Of course, I couldn’t have the job I do, always flying off to some corner of the world to give a speech, if I didn’t have a wife like Debbie, who was willing to take on so much. My children, William and Matthew, are a source of constant inspiration and unspeakable joy.
Then, of course, I was born lucky. I was born in America and that is a substantial advantage to anyone. I also was born the son of Michael and Roslyn Prevor. Twenty-five years ago, I already knew I had great parents who had supported me in every venture I had ever proposed and whose unconditional love gave me the courage to believe I could start with a dream and build a business. Twenty-five years later, they are still my biggest fans and strongest supporters, and I only hope I can show my own children the love they have always shown me.
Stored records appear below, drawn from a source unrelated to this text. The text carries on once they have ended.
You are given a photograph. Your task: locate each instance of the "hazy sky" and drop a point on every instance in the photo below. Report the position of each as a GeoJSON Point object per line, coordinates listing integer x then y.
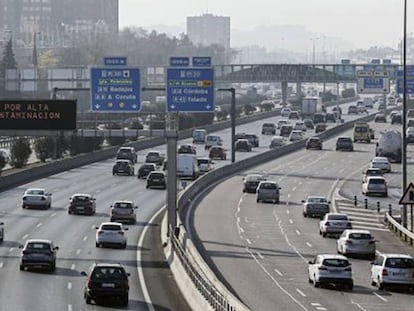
{"type": "Point", "coordinates": [362, 22]}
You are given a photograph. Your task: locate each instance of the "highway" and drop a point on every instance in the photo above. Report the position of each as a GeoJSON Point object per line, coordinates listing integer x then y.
{"type": "Point", "coordinates": [261, 251]}
{"type": "Point", "coordinates": [152, 284]}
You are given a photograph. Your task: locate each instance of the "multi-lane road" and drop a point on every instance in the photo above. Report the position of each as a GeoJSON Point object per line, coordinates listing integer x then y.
{"type": "Point", "coordinates": [261, 250]}
{"type": "Point", "coordinates": [152, 284]}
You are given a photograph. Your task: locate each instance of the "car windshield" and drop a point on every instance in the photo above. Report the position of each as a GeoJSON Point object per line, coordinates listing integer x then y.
{"type": "Point", "coordinates": [337, 217]}
{"type": "Point", "coordinates": [36, 192]}
{"type": "Point", "coordinates": [123, 205]}
{"type": "Point", "coordinates": [317, 200]}
{"type": "Point", "coordinates": [335, 262]}
{"type": "Point", "coordinates": [108, 273]}
{"type": "Point", "coordinates": [401, 263]}
{"type": "Point", "coordinates": [111, 227]}
{"type": "Point", "coordinates": [360, 236]}
{"type": "Point", "coordinates": [38, 246]}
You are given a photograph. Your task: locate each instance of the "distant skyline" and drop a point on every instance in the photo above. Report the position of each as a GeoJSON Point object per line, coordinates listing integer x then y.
{"type": "Point", "coordinates": [362, 23]}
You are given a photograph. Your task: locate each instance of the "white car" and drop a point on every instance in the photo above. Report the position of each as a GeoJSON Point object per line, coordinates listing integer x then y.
{"type": "Point", "coordinates": [205, 165]}
{"type": "Point", "coordinates": [334, 223]}
{"type": "Point", "coordinates": [111, 234]}
{"type": "Point", "coordinates": [330, 269]}
{"type": "Point", "coordinates": [382, 163]}
{"type": "Point", "coordinates": [296, 135]}
{"type": "Point", "coordinates": [393, 269]}
{"type": "Point", "coordinates": [36, 197]}
{"type": "Point", "coordinates": [356, 242]}
{"type": "Point", "coordinates": [375, 185]}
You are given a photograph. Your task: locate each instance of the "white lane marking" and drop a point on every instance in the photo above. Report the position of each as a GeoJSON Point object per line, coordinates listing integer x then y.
{"type": "Point", "coordinates": [300, 292]}
{"type": "Point", "coordinates": [380, 297]}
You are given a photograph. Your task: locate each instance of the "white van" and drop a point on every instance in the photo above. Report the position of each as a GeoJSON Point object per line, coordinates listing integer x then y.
{"type": "Point", "coordinates": [187, 166]}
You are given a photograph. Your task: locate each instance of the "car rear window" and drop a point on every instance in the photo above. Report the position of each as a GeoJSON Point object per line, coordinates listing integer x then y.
{"type": "Point", "coordinates": [402, 263]}
{"type": "Point", "coordinates": [333, 262]}
{"type": "Point", "coordinates": [111, 227]}
{"type": "Point", "coordinates": [360, 236]}
{"type": "Point", "coordinates": [122, 205]}
{"type": "Point", "coordinates": [108, 274]}
{"type": "Point", "coordinates": [337, 217]}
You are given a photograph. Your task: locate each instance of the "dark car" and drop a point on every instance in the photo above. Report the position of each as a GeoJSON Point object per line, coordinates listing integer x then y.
{"type": "Point", "coordinates": [309, 123]}
{"type": "Point", "coordinates": [187, 148]}
{"type": "Point", "coordinates": [243, 145]}
{"type": "Point", "coordinates": [285, 130]}
{"type": "Point", "coordinates": [145, 169]}
{"type": "Point", "coordinates": [123, 167]}
{"type": "Point", "coordinates": [127, 153]}
{"type": "Point", "coordinates": [344, 143]}
{"type": "Point", "coordinates": [320, 127]}
{"type": "Point", "coordinates": [217, 152]}
{"type": "Point", "coordinates": [156, 179]}
{"type": "Point", "coordinates": [396, 119]}
{"type": "Point", "coordinates": [106, 282]}
{"type": "Point", "coordinates": [155, 157]}
{"type": "Point", "coordinates": [251, 181]}
{"type": "Point", "coordinates": [82, 203]}
{"type": "Point", "coordinates": [314, 143]}
{"type": "Point", "coordinates": [330, 117]}
{"type": "Point", "coordinates": [380, 118]}
{"type": "Point", "coordinates": [38, 253]}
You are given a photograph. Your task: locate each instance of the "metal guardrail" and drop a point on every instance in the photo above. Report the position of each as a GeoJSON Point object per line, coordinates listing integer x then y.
{"type": "Point", "coordinates": [404, 233]}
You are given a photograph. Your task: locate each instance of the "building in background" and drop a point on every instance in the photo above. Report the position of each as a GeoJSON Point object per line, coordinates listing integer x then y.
{"type": "Point", "coordinates": [55, 22]}
{"type": "Point", "coordinates": [208, 29]}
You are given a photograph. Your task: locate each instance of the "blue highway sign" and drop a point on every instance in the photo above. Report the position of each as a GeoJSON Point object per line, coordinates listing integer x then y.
{"type": "Point", "coordinates": [190, 89]}
{"type": "Point", "coordinates": [115, 61]}
{"type": "Point", "coordinates": [115, 89]}
{"type": "Point", "coordinates": [179, 61]}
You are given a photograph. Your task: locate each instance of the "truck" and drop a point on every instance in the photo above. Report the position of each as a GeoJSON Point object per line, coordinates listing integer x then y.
{"type": "Point", "coordinates": [310, 106]}
{"type": "Point", "coordinates": [389, 145]}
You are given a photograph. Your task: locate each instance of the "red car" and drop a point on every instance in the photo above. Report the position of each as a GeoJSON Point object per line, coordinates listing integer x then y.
{"type": "Point", "coordinates": [217, 152]}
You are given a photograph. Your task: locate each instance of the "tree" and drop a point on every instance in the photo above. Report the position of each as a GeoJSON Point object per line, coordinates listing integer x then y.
{"type": "Point", "coordinates": [20, 152]}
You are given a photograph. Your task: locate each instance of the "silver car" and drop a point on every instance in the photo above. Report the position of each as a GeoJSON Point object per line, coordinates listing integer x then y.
{"type": "Point", "coordinates": [356, 242]}
{"type": "Point", "coordinates": [315, 206]}
{"type": "Point", "coordinates": [268, 191]}
{"type": "Point", "coordinates": [393, 269]}
{"type": "Point", "coordinates": [36, 197]}
{"type": "Point", "coordinates": [334, 223]}
{"type": "Point", "coordinates": [111, 234]}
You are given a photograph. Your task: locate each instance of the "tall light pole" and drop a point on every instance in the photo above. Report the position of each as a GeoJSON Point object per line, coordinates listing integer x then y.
{"type": "Point", "coordinates": [314, 49]}
{"type": "Point", "coordinates": [404, 119]}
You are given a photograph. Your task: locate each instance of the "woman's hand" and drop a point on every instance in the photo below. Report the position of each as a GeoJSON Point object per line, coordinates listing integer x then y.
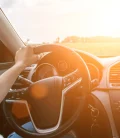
{"type": "Point", "coordinates": [25, 56]}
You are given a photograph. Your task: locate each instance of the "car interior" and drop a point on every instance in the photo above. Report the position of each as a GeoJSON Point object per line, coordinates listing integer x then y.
{"type": "Point", "coordinates": [100, 115]}
{"type": "Point", "coordinates": [83, 92]}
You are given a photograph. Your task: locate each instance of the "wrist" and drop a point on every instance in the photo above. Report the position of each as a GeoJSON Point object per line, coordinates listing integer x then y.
{"type": "Point", "coordinates": [20, 65]}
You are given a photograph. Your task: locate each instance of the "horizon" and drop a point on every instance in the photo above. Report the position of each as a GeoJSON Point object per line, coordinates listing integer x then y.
{"type": "Point", "coordinates": [45, 20]}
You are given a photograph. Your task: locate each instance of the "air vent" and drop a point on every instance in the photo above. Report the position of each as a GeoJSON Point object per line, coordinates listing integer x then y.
{"type": "Point", "coordinates": [114, 75]}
I thought of that Fiddler on the Roof song as I sat down to write this because I asked myself what I really thought about this industry after 25 years. And I realized, like Golde, after 25 years of thinking through each issue that has come along, 25 years of trying to help the industry find the right decision, 25 years of identifying leaders and hoping — as our slogan adopted so many years ago demanded, to “initiate industry improvement” — well, as Golde would have said, if that is not love, what is?
Thanks for the opportunity. We’ve got big plans for the next 25.